Twenty years on, the film explores some of the ways in which the '92 riots in Bombay have been and continue to be represented - in the realms of art and photojournalism. It weaves in and out of...
The precursor to the violence of 1992-93 was an event that took place around 1500 km away from Mumbai. On 6 December, 1992 a large mob of Hindu karsevaks entirely destroyed the 16th century Babri Masjid in Ayodhya, Uttar Pradesh. In the days following the demolition several places in the country found themselves descending in a spiral of mistrust and violence. Mumbai, then Bombay, was one such place.
Private 24X7 live media were still sometime away and most of the people came to know about the extent of the violence through broadsheets, magazines and state news agencies. The journalists and photographers on the streets of the city not only diligently reported the instances of violence and chronicled the injustices meted out to the poor and the hapless, they also emerged as a collective voice of reason that the city needed desperately in those days. They also played an important role in post-violence mobilisations for providing humanitarian relief and campaigns for justice, driven by human rights activists engaged in recording and publishing reports based on the testimonies of the victims. A closer reading of the journalistic accounts of those tumultuous days shows us how these efforts were as much a response to large-scale brutal violence as it was an elite reaction to the destruction of the mythic cosmopolitan spirit of the city. Also, with the benefit of hindsight we can see how their relative inability to see and articulate the violence as a larger process, rather than a self-contained event, has come to have a bearing on how we remember it. The violence of 1992-93 largely emerges, in journalistic and popular narratives, as a minor episode bracketed between the demolition of the Babri Masjid and the serial bomb-blasts in Mumbai in March 1993. The subsequent attention given to the Babri Masjid land title case and the bomb-blast trials by the state and their coverage by the mainstream media attest to this phenomenon.
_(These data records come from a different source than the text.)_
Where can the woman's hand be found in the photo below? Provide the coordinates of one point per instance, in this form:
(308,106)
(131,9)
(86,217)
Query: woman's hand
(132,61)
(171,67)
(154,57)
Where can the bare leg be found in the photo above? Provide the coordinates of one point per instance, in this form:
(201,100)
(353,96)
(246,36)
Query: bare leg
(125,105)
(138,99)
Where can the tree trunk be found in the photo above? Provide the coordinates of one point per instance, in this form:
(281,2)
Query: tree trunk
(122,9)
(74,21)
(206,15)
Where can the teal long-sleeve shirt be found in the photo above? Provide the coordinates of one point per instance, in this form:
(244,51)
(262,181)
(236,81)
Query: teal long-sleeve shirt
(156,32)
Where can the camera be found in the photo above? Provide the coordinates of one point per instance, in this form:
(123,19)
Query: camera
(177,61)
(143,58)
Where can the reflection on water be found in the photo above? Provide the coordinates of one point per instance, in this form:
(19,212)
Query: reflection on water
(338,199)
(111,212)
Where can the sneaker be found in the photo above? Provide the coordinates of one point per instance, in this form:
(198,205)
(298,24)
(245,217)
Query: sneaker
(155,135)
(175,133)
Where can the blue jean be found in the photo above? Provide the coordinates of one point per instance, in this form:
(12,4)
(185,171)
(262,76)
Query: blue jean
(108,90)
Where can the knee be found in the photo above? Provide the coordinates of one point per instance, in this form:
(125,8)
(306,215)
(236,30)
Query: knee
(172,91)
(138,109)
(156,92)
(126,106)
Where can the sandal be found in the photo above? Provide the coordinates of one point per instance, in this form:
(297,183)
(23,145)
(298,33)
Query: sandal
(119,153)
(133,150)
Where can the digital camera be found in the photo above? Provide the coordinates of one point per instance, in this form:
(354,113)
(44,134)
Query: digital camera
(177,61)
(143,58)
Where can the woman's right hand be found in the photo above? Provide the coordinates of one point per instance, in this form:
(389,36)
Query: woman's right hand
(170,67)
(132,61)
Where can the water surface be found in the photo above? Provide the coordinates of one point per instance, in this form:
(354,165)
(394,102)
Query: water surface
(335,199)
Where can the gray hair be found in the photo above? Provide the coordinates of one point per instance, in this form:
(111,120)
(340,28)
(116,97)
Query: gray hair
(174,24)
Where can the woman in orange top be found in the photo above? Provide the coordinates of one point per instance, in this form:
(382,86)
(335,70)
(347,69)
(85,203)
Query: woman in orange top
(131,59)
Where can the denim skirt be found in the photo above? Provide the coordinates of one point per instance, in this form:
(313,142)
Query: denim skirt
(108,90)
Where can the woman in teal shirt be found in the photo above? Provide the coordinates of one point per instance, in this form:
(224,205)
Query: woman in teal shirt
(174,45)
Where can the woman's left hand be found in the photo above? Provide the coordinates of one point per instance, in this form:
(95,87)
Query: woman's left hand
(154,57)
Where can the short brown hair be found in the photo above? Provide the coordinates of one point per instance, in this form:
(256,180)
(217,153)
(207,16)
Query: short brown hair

Works by journalists and their film adaptations like Black Friday also point towards this narrative framework which makes the bomb-blasts its main focus, rendering the violence of 1992-93 only through flashback device. It does not come as a surprise then that some of our respondents believed that the violent episodes of 1992-93 were a popular response to the bomb-blasts, even though the episodes of violence took place well before the Black Friday.
It is this violence of erasure that compelled us to work towards constructing a memory of the violence of 1992-93. Through this effort we hope to give an imaginative existence to a period of history that remains underrepresented and misrepresented to a large extent in available narratives. Facts of history dissolve from our unstable memories if not nurtured by narratives. Narratives make it possible for us to think about and relate better to our collective pasts that were previously unheard and unseen.